In regards to the highlighted, it doesn't exist. It's a continuum thing, you can't get from shaving sharp to dull without passing through working edge sharpness level unless you go straight to a roll or chip. I don't see the point of wanting the edge to go from shaving sharp to butter knife dull (exaggeration) instead of being a working edge but to each their own. A working edge is a lot easier to bring back to shaving sharp than a dull edge, usually can be done with just a strop unless the steel is really hard.

Some of your high carbide steels like S90V just like an aggressive edge. It sounds like you're after things with a finer carbide. Ironically, I think CPM-M4 is your ticket, except it for it's lack of stain resistance. Takes a fine edge and holds it a long time. High hardness (62 rockwell or so) AEB-L or M390/20CV are the next best things I can think of that you would be interested in, at least that I've used a bit. S30V is one I've never had issues with either, but it won't be too different than the CTS-XHP you've already used, which is also quite nice.

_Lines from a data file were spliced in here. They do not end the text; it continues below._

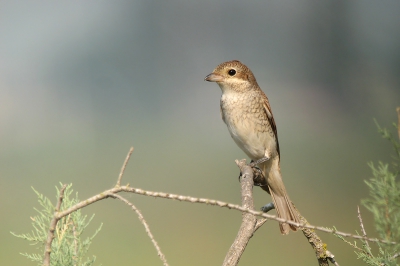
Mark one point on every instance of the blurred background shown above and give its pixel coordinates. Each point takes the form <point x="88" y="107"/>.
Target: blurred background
<point x="82" y="82"/>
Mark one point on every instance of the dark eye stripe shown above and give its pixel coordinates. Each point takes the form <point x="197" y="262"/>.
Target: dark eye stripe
<point x="232" y="72"/>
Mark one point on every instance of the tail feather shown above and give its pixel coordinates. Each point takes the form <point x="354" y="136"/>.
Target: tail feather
<point x="283" y="205"/>
<point x="285" y="210"/>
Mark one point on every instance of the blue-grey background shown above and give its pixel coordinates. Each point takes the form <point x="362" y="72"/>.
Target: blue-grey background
<point x="82" y="81"/>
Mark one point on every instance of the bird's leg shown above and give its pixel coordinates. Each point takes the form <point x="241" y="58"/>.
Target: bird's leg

I think your best bet, if you're haven't already, is get a nice strop and get proficient with it. Touch up the blade regularly and it stays shaving a long time and you only need to do a full sharpen after long while.
 
Most knifemaker hobbyist use simple steels, because they are easier to work with. This excludes stainless
 
I can't understand why there aren't more knives readily available in aeb-l.

If you look for 13C26, which is the Sandvik copy, I think you'll see a few more. 14c28n from Kershaw and 12c27 are also quite close. I think the sandvik's are often just called Sandvik steel or Scandinavian stainless instead of the full-descriptive name.

Having said that, AEB-L has been getting a lot more attention lately and a lot of mid-tech and handmade knives seem to be using it more often.

graph provided by zknives.com
mEgJlB7l.png
 
Thank you

I should also mention, when using zknives' comparison chart, it took out AEB-L as a name because it is identical to 13C26, so the blue bars above are literally AEB-L and 13C26. That's why AEB-L isn't in the key for the chart. I should've added that bit above.